From the outset, Pritchard underlines the important distinction between broader disability discrimination, and the specific forms of treatment experienced by people with dwarfism. A key strength in Pritchard’s work, and in this particular book, is the recognition that for dwarfism research and advocacy to evolve, specific frameworks for interpreting data and constructing knowledge need to be built around the recognition that dwarfism, as a physical disability and social construct, is not socially regarded like other forms of disability. Justice cannot be fully achieved for people with dwarfism, if the somewhat unique experiences of ableism and discrimination experienced by this community, are conflated within the larger body of disability literature and theoretical models.

The book is divided into eight chapters. Major themes cover the representation of dwarfism in the media, as well as public entertainment spectacles, such as ‘midget wrestling’ and ‘freak shows’ past and present. The topics raised and broad direction of the chapters is well trodden terrain for scholars in the fields of cultural studies, disability, and dwarfism. Pritchard’s objective here is not to necessarily claim a novel angle of analysis in this area, but to lay out a justification for her development of the term ‘midgetism’ as an all-encompassing definition to describe the unique forms of ableism and discrimination faced by people with dwarfism.
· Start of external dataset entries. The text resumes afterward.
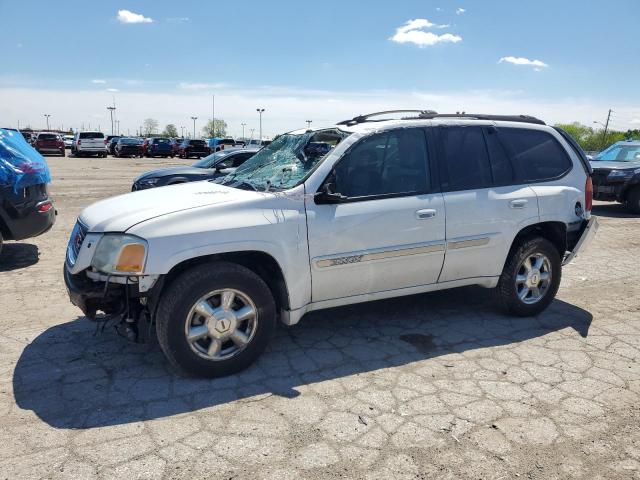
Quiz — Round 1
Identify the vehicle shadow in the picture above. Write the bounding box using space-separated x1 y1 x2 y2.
13 287 592 429
0 243 39 272
591 203 640 218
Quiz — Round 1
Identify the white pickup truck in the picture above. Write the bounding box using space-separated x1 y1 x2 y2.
64 111 597 377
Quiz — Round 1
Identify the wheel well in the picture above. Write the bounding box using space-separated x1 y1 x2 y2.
163 251 289 309
507 222 567 264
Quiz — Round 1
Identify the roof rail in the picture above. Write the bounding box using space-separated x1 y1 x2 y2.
337 110 546 126
337 110 438 125
410 113 546 125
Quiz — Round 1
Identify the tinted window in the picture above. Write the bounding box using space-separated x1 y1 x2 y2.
333 129 430 197
485 128 515 185
440 127 492 190
79 132 104 138
499 128 571 182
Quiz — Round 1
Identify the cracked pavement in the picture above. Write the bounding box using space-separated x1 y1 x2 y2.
0 158 640 480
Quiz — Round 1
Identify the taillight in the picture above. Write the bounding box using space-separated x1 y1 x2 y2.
38 202 53 213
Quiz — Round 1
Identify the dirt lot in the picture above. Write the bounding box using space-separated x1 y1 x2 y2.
0 157 640 479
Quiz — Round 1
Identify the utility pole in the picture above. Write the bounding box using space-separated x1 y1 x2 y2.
602 109 613 149
256 108 264 145
107 107 116 135
191 117 198 138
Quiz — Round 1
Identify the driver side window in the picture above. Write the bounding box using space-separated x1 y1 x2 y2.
332 129 430 198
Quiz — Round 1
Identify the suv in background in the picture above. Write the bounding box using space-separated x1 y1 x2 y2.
591 140 640 213
64 111 597 377
178 140 211 158
71 132 107 158
33 132 65 157
142 138 174 158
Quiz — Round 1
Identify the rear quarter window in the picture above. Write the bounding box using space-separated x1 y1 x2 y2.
498 128 572 182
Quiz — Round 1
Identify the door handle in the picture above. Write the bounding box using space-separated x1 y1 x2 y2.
509 198 529 208
416 208 436 220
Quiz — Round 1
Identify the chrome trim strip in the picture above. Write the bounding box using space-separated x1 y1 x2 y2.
447 237 490 250
316 243 444 268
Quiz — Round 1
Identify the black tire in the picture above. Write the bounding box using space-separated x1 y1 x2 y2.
496 237 562 317
625 187 640 214
156 262 276 378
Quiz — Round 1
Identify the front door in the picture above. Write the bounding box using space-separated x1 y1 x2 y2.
306 128 445 302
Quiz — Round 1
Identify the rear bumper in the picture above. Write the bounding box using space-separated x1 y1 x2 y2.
562 217 599 265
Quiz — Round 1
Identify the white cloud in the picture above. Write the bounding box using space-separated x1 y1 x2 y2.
178 82 229 90
5 85 640 135
498 57 549 72
116 10 153 23
389 18 462 48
In the first chapter, Pritchard makes an argument for an exclusive term to describe the discrimination and dehumanisation of people with dwarfism. Introducing her newly coined ‘ism’ in the second chapter, Pritchard (p. 13) defines midgetism as an umbrella term which can be used to refer to ‘a form of disablism, but as disability is not a homogenous group, it only seems right to provide a term that encompasses the unique disablism […] that people with dwarfism encounter’. An unapologetic activist, Pritchard (p. 12) describes her motivation:

want to provide a definition of the discrimination that is unique to people with dwarfism. I felt that the term ‘midgetism’ was appropriate, but at the same time, it is derived from a word that I detest […] The term presents flashbacks to numerous occasions where people have shouted it at me in public. However, it only seems fitting that a word used to describe the unique discrimination people with dwarfism experience should derive from the word midget, as it aids in reclaiming the term without placing it upon people with dwarfism.
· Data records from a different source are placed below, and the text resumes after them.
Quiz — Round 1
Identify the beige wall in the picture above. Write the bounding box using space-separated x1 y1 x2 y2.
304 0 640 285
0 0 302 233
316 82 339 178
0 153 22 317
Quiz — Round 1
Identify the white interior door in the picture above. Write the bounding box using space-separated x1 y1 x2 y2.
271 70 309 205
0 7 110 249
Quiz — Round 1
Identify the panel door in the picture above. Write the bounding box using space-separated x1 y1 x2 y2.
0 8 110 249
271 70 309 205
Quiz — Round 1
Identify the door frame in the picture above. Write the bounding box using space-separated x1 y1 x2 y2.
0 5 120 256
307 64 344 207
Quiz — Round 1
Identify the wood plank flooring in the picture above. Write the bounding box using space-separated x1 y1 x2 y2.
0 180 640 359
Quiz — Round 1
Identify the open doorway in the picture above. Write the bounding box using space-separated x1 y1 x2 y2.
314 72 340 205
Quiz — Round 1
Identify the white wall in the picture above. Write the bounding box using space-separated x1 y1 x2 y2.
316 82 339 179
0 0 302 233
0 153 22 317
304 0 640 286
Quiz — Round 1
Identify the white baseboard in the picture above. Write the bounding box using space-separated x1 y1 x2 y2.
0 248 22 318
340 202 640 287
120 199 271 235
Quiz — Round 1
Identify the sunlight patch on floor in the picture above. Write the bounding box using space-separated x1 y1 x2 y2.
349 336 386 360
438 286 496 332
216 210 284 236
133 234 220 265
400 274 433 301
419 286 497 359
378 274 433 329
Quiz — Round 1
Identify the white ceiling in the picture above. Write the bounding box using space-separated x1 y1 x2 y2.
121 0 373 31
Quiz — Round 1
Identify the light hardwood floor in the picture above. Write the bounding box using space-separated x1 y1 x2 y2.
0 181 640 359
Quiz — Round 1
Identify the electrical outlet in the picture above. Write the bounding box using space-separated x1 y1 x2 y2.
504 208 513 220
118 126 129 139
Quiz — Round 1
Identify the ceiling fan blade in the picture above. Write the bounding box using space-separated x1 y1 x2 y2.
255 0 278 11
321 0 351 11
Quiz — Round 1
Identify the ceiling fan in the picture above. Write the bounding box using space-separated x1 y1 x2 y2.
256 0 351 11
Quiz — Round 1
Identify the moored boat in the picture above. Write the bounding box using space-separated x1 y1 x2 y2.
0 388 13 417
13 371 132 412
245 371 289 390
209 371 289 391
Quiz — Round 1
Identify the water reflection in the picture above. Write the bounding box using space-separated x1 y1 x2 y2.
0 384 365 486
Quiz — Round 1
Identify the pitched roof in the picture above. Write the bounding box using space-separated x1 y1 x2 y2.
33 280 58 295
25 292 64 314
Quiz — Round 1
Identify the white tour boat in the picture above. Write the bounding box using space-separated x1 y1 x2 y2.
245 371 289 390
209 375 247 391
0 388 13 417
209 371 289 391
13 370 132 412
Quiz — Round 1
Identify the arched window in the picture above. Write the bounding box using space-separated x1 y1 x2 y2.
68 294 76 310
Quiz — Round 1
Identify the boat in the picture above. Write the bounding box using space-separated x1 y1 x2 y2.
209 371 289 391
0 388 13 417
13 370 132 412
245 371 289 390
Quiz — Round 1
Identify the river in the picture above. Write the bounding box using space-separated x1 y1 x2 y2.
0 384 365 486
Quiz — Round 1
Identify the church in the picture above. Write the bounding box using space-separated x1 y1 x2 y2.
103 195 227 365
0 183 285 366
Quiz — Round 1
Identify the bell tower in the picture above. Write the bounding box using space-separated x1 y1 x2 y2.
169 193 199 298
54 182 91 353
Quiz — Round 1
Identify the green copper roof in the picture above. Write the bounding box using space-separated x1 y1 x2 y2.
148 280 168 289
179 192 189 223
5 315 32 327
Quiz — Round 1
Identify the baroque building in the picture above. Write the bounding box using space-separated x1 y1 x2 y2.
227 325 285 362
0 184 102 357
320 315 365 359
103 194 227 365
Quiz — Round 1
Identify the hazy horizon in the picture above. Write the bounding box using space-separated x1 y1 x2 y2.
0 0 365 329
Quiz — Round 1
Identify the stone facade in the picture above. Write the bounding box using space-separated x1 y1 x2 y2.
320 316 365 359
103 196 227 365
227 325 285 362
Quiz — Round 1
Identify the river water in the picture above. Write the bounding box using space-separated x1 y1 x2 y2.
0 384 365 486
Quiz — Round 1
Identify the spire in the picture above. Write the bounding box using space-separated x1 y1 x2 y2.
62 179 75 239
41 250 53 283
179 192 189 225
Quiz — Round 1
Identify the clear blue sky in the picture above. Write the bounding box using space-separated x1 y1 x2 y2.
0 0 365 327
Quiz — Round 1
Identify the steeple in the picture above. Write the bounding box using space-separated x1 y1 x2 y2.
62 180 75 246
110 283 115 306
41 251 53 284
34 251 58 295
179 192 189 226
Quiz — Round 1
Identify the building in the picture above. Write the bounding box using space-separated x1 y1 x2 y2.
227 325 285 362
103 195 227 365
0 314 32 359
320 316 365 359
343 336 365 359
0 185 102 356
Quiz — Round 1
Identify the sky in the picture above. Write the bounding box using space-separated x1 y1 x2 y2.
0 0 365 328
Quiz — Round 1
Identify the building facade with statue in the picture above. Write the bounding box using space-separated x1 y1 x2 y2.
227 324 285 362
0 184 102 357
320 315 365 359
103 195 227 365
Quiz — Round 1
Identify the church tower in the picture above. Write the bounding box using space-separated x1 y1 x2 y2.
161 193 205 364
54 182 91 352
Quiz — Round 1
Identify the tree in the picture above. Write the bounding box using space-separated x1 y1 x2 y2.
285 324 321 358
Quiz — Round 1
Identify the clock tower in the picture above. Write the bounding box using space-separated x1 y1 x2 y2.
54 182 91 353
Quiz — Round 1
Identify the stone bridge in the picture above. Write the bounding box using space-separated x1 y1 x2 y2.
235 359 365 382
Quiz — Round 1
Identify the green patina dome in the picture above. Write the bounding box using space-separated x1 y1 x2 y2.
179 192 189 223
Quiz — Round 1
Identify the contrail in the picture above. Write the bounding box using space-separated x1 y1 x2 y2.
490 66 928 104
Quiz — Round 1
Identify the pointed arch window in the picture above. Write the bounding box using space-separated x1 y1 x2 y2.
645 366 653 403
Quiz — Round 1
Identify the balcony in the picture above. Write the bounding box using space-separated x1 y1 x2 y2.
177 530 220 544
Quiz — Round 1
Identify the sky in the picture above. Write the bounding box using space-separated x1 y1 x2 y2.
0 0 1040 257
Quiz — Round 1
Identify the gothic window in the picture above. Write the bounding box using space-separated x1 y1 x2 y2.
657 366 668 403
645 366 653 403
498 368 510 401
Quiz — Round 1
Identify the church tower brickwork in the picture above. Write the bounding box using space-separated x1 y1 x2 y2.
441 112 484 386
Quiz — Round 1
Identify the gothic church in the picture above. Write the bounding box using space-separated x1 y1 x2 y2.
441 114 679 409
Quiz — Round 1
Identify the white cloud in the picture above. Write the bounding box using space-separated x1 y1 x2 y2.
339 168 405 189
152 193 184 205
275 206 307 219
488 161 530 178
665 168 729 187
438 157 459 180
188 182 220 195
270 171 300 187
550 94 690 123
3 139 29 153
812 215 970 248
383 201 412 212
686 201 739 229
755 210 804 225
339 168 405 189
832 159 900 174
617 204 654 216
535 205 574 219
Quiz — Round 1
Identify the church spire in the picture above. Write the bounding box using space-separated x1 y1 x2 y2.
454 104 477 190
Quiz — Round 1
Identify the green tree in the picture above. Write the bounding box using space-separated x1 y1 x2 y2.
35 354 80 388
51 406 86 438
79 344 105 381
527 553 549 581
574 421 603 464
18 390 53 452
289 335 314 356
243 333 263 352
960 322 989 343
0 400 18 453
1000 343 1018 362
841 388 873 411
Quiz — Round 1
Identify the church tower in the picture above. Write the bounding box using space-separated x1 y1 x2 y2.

Pritchard’s work here is important. Likewise, somewhat distinctive from other forms of activism which seek to ‘reclaim’ words as a form of resistance and reclamation of power. In recognising the need to use ‘midget’ – a word she admittedly despises – Pritchard (re)locates the term away from, rather than upon, embodied actors, by inverting its meaning to describe the very types of discrimination and oppression its original use was intended to invoke upon this minority demographic. Previous scholarship regarding dwarfism has often highlighted the impact of cultural representations on people with dwarfism and sought to recognise their experiences as forms of disablism and hate crimes (Shakespeare et al., 2010). However, until now, scholarship has not adequately attempted to carve out a dwarfism specific term that can be utilised by academics to fully describe the unique types of disablism faced by people with dwarfism.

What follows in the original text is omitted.